Who Says Temporary Classrooms Need to Be Inadequate? And Ugly?

Renovations of historic school buildings often displace students into temporary, mobile and sometimes inadequate learning spaces for years at a time. Kris Celtnieks, a recent University of Oregon architecture graduate, has a thoughtful solution to school renovations – build a temporary, modular school nearby for use in the interim as construction takes place. In Celtnieks’ master thesis work, he designed a prefabricated school that could be easily assembled and disassembled in order to make the transition period a positive experience for both students and teachers.

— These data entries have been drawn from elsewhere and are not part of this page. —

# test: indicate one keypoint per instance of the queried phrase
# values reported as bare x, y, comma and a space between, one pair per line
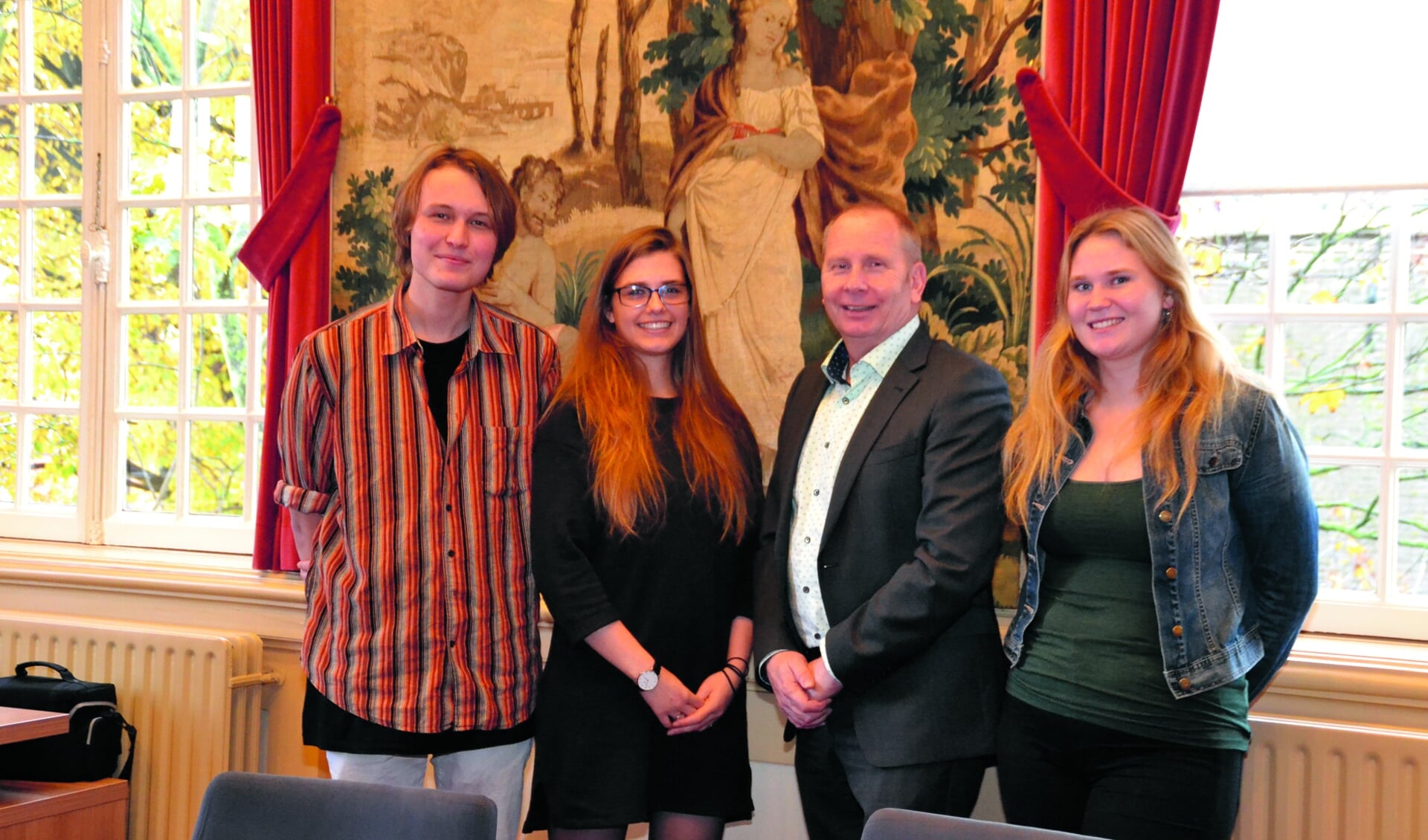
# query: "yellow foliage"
1317, 400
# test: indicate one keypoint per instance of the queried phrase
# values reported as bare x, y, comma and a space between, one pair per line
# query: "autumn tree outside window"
132, 340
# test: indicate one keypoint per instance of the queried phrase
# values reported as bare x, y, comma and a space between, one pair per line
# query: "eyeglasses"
672, 294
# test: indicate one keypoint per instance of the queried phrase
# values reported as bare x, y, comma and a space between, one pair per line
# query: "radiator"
1307, 781
193, 694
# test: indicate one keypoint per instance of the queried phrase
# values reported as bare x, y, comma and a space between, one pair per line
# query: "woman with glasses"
644, 507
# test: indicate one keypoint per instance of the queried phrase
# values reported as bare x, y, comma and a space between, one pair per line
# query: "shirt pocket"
506, 459
1220, 455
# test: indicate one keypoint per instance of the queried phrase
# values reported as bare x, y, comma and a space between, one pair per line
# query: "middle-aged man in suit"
875, 622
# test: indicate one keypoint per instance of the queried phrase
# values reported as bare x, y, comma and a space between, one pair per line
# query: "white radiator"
1308, 781
193, 694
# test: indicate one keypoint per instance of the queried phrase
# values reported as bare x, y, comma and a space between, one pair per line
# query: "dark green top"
1093, 652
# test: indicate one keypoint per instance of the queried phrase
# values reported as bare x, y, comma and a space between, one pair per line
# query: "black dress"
602, 759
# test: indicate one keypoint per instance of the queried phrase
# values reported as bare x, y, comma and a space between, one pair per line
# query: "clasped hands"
681, 711
803, 689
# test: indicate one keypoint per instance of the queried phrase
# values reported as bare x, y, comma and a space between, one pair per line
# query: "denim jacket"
1234, 577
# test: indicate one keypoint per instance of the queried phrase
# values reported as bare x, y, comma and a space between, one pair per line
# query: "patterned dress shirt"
850, 391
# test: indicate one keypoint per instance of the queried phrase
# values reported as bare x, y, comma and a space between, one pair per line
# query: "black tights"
663, 826
1071, 776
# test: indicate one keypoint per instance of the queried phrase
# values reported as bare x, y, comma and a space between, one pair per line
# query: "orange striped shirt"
422, 610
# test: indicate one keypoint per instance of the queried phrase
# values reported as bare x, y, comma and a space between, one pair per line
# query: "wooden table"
26, 723
73, 810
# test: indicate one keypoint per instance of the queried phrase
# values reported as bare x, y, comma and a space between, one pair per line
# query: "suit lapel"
803, 405
903, 375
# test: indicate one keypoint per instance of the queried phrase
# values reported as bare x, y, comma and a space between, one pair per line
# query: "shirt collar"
880, 358
400, 335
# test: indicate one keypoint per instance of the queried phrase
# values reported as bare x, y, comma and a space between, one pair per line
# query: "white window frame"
1383, 612
99, 517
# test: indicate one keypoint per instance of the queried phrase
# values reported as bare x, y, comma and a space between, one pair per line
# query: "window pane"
149, 462
57, 155
1347, 498
153, 254
156, 139
222, 51
217, 233
57, 46
57, 237
1415, 387
1342, 260
1334, 381
153, 360
9, 357
9, 445
9, 46
9, 149
262, 394
216, 468
220, 361
1418, 259
9, 254
1412, 532
1227, 247
56, 352
222, 144
54, 462
1247, 341
156, 37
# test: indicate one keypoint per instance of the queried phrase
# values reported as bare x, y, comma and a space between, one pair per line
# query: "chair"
901, 824
251, 806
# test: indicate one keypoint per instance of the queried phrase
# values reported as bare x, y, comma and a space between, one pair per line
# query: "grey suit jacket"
913, 534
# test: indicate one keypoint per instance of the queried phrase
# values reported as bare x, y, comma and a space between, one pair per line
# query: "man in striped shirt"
406, 436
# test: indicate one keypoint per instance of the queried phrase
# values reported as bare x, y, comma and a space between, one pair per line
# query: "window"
132, 341
1327, 296
1307, 219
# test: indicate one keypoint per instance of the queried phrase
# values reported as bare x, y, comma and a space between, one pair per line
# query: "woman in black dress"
644, 507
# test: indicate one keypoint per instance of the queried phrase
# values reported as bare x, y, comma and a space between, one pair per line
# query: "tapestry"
744, 123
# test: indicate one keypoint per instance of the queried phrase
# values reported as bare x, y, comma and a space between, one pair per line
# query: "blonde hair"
1186, 374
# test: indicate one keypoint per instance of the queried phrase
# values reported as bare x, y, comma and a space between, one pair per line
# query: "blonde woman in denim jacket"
1171, 549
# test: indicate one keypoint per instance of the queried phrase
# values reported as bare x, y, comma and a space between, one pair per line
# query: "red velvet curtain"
287, 250
1114, 120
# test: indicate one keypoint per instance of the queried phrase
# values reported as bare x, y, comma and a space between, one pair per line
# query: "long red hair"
610, 390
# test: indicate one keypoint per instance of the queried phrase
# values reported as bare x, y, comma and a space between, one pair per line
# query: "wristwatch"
649, 679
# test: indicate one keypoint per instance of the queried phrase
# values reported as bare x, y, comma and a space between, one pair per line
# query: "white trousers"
498, 773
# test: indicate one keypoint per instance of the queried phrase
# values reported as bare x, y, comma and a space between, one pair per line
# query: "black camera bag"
93, 745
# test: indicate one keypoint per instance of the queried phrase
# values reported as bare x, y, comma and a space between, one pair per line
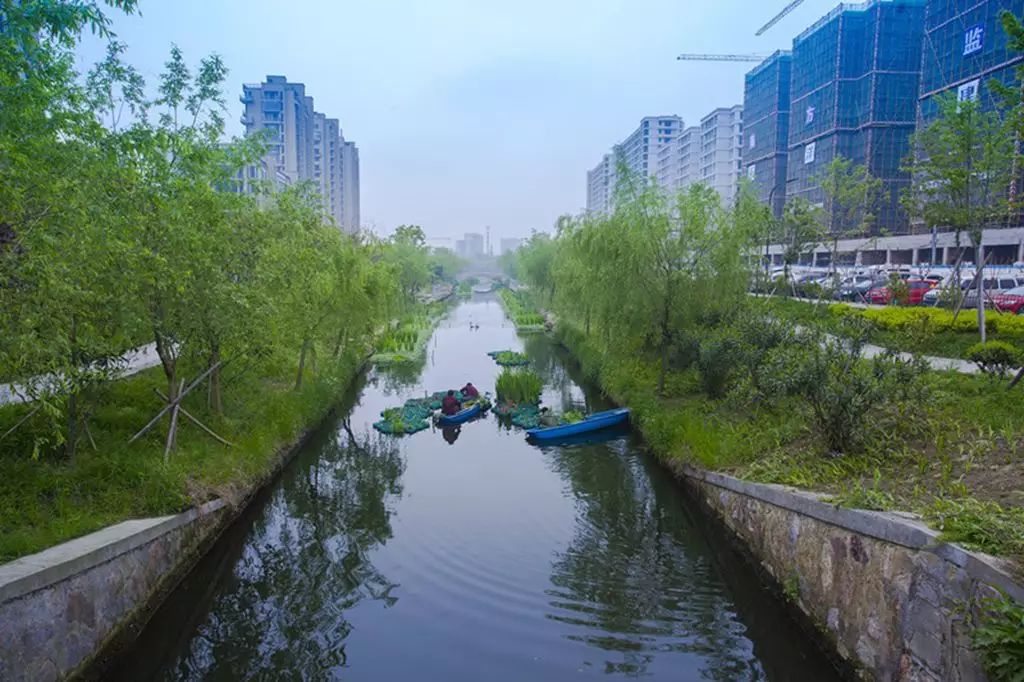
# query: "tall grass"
518, 386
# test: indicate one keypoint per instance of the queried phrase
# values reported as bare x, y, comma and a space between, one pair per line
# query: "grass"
47, 501
956, 458
942, 343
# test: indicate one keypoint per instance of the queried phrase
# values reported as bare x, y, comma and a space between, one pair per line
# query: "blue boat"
594, 422
461, 416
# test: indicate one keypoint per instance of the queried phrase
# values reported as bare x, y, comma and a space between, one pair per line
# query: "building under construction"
965, 50
855, 79
766, 127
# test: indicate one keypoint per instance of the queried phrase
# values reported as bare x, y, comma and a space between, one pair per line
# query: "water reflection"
305, 562
451, 433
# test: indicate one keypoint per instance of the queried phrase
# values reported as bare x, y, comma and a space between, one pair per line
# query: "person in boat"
451, 405
548, 418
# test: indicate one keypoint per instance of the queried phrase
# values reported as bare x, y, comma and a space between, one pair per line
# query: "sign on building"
969, 91
974, 39
809, 153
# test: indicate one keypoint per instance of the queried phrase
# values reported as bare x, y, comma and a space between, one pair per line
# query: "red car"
1010, 301
915, 292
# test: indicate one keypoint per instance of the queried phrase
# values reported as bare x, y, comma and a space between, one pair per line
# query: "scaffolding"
766, 127
854, 88
966, 48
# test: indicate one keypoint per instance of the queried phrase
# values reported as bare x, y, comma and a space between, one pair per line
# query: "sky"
467, 113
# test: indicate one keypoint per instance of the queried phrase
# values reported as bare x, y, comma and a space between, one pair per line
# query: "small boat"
461, 416
594, 422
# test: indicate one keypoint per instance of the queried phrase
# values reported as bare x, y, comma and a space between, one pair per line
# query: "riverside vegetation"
121, 226
652, 301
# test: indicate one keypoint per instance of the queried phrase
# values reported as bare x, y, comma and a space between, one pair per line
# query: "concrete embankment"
891, 597
65, 611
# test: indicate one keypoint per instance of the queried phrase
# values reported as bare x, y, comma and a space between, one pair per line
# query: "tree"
962, 169
800, 230
850, 195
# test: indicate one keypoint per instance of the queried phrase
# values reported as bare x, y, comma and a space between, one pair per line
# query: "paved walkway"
936, 363
138, 359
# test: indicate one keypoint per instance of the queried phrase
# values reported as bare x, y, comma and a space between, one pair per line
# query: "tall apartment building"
721, 151
766, 128
286, 112
600, 184
328, 165
509, 244
474, 245
854, 76
965, 49
304, 144
639, 153
349, 172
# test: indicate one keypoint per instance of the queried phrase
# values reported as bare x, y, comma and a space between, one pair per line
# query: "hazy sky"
469, 113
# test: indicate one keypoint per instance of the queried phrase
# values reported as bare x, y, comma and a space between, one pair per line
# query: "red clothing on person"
450, 405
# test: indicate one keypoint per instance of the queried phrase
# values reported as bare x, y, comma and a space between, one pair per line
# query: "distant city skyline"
468, 114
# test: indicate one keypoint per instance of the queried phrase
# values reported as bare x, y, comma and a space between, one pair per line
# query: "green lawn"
46, 500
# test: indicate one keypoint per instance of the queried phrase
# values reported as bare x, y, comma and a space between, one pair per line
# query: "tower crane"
778, 17
722, 57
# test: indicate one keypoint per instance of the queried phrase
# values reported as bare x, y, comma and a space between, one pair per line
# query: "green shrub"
518, 386
998, 640
995, 358
843, 389
715, 361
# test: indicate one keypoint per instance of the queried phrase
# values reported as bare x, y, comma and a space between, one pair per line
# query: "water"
470, 555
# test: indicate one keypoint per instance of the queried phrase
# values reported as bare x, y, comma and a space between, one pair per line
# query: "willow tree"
962, 167
679, 259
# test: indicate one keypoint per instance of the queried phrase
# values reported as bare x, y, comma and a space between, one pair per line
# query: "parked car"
941, 293
915, 292
1011, 300
991, 288
856, 288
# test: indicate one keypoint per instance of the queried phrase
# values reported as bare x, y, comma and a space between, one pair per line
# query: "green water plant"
518, 386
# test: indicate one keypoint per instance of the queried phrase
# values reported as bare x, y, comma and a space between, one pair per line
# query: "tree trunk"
71, 446
169, 363
302, 365
979, 256
215, 400
338, 343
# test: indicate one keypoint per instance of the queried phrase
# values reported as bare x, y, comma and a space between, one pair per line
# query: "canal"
470, 555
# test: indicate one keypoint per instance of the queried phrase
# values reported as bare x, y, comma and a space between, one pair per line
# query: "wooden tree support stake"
172, 406
198, 423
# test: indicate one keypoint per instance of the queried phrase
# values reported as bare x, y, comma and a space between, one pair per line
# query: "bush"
995, 358
716, 359
843, 389
518, 386
998, 639
758, 336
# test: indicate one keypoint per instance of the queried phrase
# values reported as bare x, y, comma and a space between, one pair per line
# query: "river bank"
468, 552
887, 592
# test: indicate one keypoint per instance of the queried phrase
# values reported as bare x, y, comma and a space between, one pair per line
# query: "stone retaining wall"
58, 607
882, 587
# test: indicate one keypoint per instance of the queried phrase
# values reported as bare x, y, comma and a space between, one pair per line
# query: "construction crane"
778, 17
722, 57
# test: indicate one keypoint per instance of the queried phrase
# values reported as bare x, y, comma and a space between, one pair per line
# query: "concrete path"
138, 359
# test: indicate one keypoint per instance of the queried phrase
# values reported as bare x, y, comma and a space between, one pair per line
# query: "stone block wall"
881, 587
59, 607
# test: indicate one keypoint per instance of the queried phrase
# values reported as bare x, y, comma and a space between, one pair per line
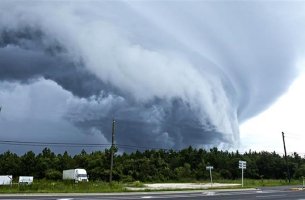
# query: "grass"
43, 186
261, 182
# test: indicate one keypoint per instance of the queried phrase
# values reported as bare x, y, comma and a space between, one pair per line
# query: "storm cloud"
171, 73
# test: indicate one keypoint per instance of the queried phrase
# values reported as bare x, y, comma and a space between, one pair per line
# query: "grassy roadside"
44, 186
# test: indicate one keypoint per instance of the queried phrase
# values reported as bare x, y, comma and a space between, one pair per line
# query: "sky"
171, 73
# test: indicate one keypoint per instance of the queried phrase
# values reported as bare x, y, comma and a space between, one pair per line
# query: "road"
270, 193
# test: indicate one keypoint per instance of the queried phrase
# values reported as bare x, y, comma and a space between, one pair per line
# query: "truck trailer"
27, 180
6, 179
78, 175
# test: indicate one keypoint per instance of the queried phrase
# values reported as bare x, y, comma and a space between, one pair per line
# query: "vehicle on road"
6, 179
26, 180
78, 175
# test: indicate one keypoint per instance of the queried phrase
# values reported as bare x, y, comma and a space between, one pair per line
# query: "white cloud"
287, 115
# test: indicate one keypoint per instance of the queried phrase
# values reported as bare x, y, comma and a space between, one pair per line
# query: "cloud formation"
173, 74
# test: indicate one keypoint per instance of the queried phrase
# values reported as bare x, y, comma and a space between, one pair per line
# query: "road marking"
209, 193
65, 199
272, 195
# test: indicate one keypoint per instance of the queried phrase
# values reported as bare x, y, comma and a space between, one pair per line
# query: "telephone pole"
112, 151
288, 173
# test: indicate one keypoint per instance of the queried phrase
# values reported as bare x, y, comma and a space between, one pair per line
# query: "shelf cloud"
172, 74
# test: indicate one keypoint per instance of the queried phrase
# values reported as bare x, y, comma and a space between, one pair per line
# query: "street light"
210, 169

Entitled Relief School of Philadelphia, Celtniek’s idea concentrates on providing temporary school rooms for the Julia R. Masterman School in Philadelphia, which was built in the 1950’s. As the building is a popular magnet school, it is overcrowded and in desperate need of a serious renovation. During the renovation, the students will need to be placed elsewhere so they can continue their eduction. Celtnieks’ solution is to build a temporary school near the existing school made out of prefabricated components that can easily be disassembled when the renovation is complete. This temporary school could then be used while another school is undergoing renovations.

The temporary school would be located on an empty lot near the existing school and would be elevated off the ground on a foundation of stilts. The school could even bridge over an existing roadway if more space is necessary. Prefabricated components would be used to construct a three-story building topped with an accordion-style translucent tent roof. The exterior is a tight envelope of multi-colored polycarbonate panels that allow daylight to flood in.

Inside, a cathedral-style atrium in the center holds the main corridors and staircases and pulls more light into the building while offering views of the old school as it is renovated. A tent roof overhangs the entire building to provide shade when the sun is high and let in winter light for more warmth. Additionally, the roof collects rainwater for irrigation of indoor plants and a geothermal heat pump helps heat and cool the building.